Jorge Manfredi ha volcado en los fogones de D Mercao toda la sabiduría aprendida tras años de trabajo en el sector hostelero de Málaga. Allí, dice, se toma más en serio la gastronomía, aunque los buenos resultados de su restaurante dejan al descubierto una clara intención del sevillano por probar cosas diferentes. Cocina mediterránea y japonesa se funden en este espacio en el que el paladar puede experimentar sin quedarse corto.

—¿Hasta qué punto es un reclamo ofrecer cocina de temporada en Sevilla?

—Hay pocos sitios que lo hagan. D Mercao en cualquier otra ciudad de España sería un gastrobar o un restaurante gastronómico, pero me he querido separar de ese concepto porque aquí se ha malutilizado.

—¿Pero el comensal busca realmente comer cosas de temporada?

—A lo mejor a priori no, pero cuando se toma uno de nuestros gazpachos nota la diferencia.

—¿Ha sido difícil fusionar la cocina mediterránea con la japonesa?

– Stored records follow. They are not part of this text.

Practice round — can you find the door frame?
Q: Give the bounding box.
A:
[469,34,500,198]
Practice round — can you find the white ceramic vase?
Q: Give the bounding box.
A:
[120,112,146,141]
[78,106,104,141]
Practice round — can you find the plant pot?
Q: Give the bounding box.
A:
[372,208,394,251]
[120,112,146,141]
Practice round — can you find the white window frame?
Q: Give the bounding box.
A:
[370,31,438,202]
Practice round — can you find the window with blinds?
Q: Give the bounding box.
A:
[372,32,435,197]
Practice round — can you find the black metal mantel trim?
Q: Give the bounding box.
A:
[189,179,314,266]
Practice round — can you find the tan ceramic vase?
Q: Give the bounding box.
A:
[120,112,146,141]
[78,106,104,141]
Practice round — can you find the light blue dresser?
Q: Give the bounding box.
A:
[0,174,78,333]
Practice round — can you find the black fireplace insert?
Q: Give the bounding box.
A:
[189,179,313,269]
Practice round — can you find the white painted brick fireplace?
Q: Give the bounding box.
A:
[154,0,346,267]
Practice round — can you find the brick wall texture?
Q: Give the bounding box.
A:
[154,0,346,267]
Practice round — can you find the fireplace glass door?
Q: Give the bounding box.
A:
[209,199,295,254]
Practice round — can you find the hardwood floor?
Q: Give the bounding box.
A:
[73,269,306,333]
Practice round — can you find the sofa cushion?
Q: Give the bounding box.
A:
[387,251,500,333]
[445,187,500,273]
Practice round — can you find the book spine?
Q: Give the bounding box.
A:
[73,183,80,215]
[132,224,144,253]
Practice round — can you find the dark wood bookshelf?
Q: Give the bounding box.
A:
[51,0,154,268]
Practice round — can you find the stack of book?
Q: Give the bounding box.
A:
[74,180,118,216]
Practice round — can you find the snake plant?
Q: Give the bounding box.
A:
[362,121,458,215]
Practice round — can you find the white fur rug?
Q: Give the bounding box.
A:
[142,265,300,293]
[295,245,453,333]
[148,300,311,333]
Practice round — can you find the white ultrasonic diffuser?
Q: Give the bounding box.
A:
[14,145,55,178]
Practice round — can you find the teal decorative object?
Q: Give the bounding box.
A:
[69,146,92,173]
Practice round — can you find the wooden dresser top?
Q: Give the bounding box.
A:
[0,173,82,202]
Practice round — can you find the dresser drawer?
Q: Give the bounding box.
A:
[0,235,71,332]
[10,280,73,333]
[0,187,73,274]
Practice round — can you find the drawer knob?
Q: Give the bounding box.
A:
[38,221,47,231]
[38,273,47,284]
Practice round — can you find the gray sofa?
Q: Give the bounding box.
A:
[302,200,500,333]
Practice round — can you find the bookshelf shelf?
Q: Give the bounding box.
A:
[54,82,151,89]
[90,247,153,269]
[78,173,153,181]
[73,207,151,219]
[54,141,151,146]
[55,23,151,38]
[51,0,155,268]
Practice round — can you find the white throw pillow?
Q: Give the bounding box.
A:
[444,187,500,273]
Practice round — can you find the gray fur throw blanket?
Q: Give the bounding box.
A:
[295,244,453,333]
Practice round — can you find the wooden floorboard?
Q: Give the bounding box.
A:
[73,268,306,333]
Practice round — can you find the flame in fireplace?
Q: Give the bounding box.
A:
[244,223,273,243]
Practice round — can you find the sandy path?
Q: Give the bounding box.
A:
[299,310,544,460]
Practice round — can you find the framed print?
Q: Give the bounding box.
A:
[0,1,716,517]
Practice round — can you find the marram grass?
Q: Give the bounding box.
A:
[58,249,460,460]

—No ha sido complicado porque en Málaga llevaba muchos años haciendo cocina japonesa. La clave para fusionarlas es conocer las dos, porque hay que saber dónde puedes mezclar y dónde no. Ambas tienen en común que se centran en el producto de temporada, una costumbre que se ha perdido y aquí tratamos de recuperar. Por ejemplo, en D Mercao no ponemos atún hasta que no llega su época.

—¿Con qué productos de este tipo trabajan ahora que lleva el verano?

—Con mucho pescado: ventresca de atún, calamar de potera, caballa… también rúcula salvaje que nos traen de Málaga…

—¿Por qué está de moda la cocina japonesa?

—Se ha hecho un marketing muy fuerte de que es muy sana y muy chic. Es una moda y, por tanto, será pasajera. En otras ciudades como Madrid, Barcelona o Málaga, donde nos llevan ventaja en este terreno, se está volviendo a la cocina tradicional.

—Dice que en Málaga nos llevan ventaja en materia gastronómica, ¿es por el turismo?

—Por el turismo, porque tienen muchas escuelas de hostelería y se hace mucho hincapié en todo lo que tenga que ver con la gastronomía y está muy presente en la sociedad.

—¿El comensal es allí más exigente?

—Eso depende de cada uno. Aquí el problema que tenemos es que impera el mundo de la tapa barata y sacar al comensal de ese concepto es muy difícil. En Málaga no existían tapas hasta hace poco, sino restaurantes. Abrir restaurantes en Sevilla cuesta mucho porque la gente tiene que comprender que la elaboración de los platos tiene un valor. Yo no pongo manteles aunque me encantan, porque hay quien los ve y se va, pensando que le va a costar mucho más caro.

—¿Está cambiando la tendencia con los nuevos bares que están abriendo?

—Está cambiando por eso y porque la gente ahora viaja y prueba cosas nuevas. Ahora saben que hay cosas más allá de las espinacas con garbanzos.

—¿Cuáles son las tapas estrella de D Mercao?

—Tartar de pez mantequilla con aderezo de miso, huevas de masago y aguacate; fideos tostados con gambones y alioli de pera; calamar en tempura de algas y la pluma ibérica.

—Aquí cuidan mucho la presentación de los platos, ¿sabe mejor lo que entra por los ojos?

—Yo creo que el 40% entra por los ojos y el resto es el sabor.

—¿Cómo es su carta de vinos?

—Ahora acabamos de ampliar la carta, tenemos unas 85referencias, de las cuales 36 son de la tierra. De los que menos tenemos son Riberas y Riojas, porque intentamos convencer al comensal para que pruebe otros. Al final somos un poco educadores del paladar del cliente.

—¿También son educadores del paladar con la comida?

—Intentamos que el cliente pruebe cosas nuevas, sino seríamos uno más.

—¿Qué lugares de Sevilla recomendaría para comer?

—Me gustan mucho El gallinero de Sandra, Tradevo y La Azotea.

 

Dmercao
C/ Conde de Barajas, 23.
Reservas. 954 389 125
Cierra domingos y lunes al medio día.